To facilitate that “knitting,” TEDCO is preparing to launch the Urban Business Innovation Initiative (UBII). Focused initially on Baltimore City and Prince George’s County, UBII is designed to support tech innovators, in part, by creating a “super Dropbox or super Wiki” that catalogues all the tech companies, ongoing research, infrastructure, financial resources, accelerator programs, industry developments, etc. to help entrepreneurs overcome challenges. LeMaile-Stovall hopes UBII will help entrepreneurs who don’t have broad networks, make more connections and access more resources.

“That is how we build an eco-system and a better Baltimore. We have to find a way to include more people and expand opportunities to those who don’t normally get those opportunities. It is about wealth expansion, wealth inclusion,” LeMaile-Stovall said.

Meanwhile, the newly formed UpSurge Baltimore is working to support high-potential, homegrown tech companies. The coalition of leaders from business, academia and philanthropic organizations is also working to make Baltimore an “equitech city” by opening up opportunities to individuals who have been underrepresented or disadvantaged in technology industries and entrepreneurism.

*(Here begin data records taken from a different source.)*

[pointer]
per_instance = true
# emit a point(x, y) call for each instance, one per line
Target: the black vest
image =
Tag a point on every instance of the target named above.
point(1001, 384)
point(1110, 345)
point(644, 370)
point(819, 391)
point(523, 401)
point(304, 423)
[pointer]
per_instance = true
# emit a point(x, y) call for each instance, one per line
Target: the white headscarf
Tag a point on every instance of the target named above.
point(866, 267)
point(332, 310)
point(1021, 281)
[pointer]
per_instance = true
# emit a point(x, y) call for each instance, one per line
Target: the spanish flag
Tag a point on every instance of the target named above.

“Baltimore is over 60 percent African American but very few, only 8 percent, of businesses in the city are African American owned. Of those, very few do remotely close to $10 million in business,” said Phil Croskey, CEO of MD Energy Advisors and an UpSurge Baltimore supporter.

UpSurge, he added, also presents heightened potential to grow Maryland’s tech industry generally. “Drawing on my economic development experience, it’s easier to cultivate a homegrown company and grow them to scale where they can have a meaningful impact on the economy rather than going out and trying to recruit Amazon or an established tech company.”

Thomas Sadowski, Vice Chancellor for Economic Development with the University System of Maryland, agrees that supporting homegrown tech companies through initiatives like LaunchPort and Port Covington, can be especially impactful in building Maryland’s tech sector.

“There is a lot of research that shows among startups that survive, 80 percent will stay in the market where they first received mentorship or their first check,” Sadowski said. “So developing these robust, supportive communities and providing services, investment advice and access to capital will not only ignite growth in startups, but retain them over time.”

The medtech focus at LaunchPort, he added, is particularly appropriate to Baltimore because of both its rich life sciences resources and its history in manufacturing.

“Baltimore has very much been a city of innovators and builders for generations,” Sadowski said. “I think medtech could define our present and near-term future.”